Henning Mankell: Der Sprengmeister

Ein ganzes Arbeiterleben

Beim Tod Henning Mankells 2015 habe ich es sehr bedauert, dass es in Zukunft keine neuen Bücher eines meiner Lieblingsautoren mehr geben würde. Als 2017 dann Der Sandmaler, ein Frühwerk aus dem Jahr 1974, erstmals auf Deutsch erschien, war ich nicht sicher, ob man ihm damit einen Dienst erwiesen hatte, denn der Roman kam mir vergleichsweise sprachlich unreif vor. Doch mit Der Sprengmeister wurde nun sein Debütroman aus dem Jahr 1973 übersetzt, der mir viel besser gefiel und stilistisch bereits ein „echter Mankell“ ist. Ob es daran liegt, dass Henning Mankell 1997 sprachliche Änderungen darin vorgenahm? Inhaltlich zumindest blieb das Buch unverändert, da er zurecht keine Notwendigkeit für Korrekturen sah.
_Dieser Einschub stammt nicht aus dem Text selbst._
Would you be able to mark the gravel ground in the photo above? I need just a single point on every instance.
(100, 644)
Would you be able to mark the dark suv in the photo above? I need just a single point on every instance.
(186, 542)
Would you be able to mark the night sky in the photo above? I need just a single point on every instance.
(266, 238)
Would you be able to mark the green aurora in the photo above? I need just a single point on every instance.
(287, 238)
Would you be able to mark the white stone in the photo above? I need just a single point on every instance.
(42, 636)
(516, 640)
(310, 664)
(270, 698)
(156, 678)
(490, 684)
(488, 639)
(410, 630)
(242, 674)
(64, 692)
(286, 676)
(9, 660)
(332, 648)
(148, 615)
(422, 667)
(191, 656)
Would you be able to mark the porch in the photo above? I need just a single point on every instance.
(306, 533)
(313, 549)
Dieser Roman, den er mit 25 Jahren schrieb, greift bereits die sozialpolitischen Themen seines späteren Werkes auf, ist politisch aber radikaler.

Erzählt wird das Leben des Sprengmeisters Oskar Johansson, geboren 1888 in Norrköping als Sohn und Enkel von Arbeitern, der im Juni 1911 bei Sprengungen für einen Eisenbahntunnel eine Detonation aus nächster Nähe nur durch ein Wunder überlebt. Der namenlose Ich-Erzähler lernt ihn erst kennen, als Oskar, Witwer und pensioniert, seine Sommer bis zu seinem Tod im April 1969 in einer umgebauten Sauna auf einer Insel im äußeren Stockholmer Schärengarten verbringt. Er schildert in nicht-chronologischer Abfolge und ohne ein überflüssiges Wort einerseits eigene Beobachtungen, andererseits gibt er wieder, was Oskar ihm über sein Leben erzählt hat. Das Ergebnis seiner Arbeit beschreibt der Ich-Erzähler so: „Die Erzählung über Oskar ist wie ein Eisberg. Man sieht nur einen kleinen Teil. Der Großteil ist unter der Oberfläche verborgen. Dort befindet sich die größte Masse Eis, die dem Berg das Gleichgewicht im Wasser verleiht und ihn stabil dahingleiten lässt.“ Uneinig sind sich Erzähler und Protagonist über Oskars Bedeutung: Während Oskar darauf beharrt, nichts Besonderes zu sein, ist der Erzähler vom Gegenteil überzeugt.

Doch was ist das Besondere an diesem Arbeiterleben im Schweden des vorhergehenden Jahrhunderts? Mit Sicherheit das Sprengstoffunglück, das er schwer körperlich versehrt überlebt. Unbeugsam arbeitet er dennoch ein Jahr später wieder als Sprengmeister, mit Unterbrechungen durch Arbeitslosigkeit bis zu seiner Rente im Jahr 1954. Breiten Raum im Roman nimmt das politische Engagement Oskars ein, für das ihn der Vater 1910 aus dem Haus wirft, denn einen Sozialisten mag er nicht dulden. Oskars Traum von einer gerechteren Gesellschaft führt ihn zunächst in die sozialdemokratische Partei, doch als ihm „zu wenig in zu langer Zeit“ geschieht, tritt er aus, wird Kommunist und ist bis zuletzt von einer bevorstehenden Revolution überzeugt.

Den Titel meiner Rezension, „Ein ganzes Arbeiterleben“, habe ich nicht zufällig gewählt. Immer wieder fühlte ich mich an Robert Seethalers herausragenden Roman Ein ganzes Leben erinnert, auch wenn dessen Protagonist Andreas Egger weit weniger aufbegehrt als Oskar Johansson.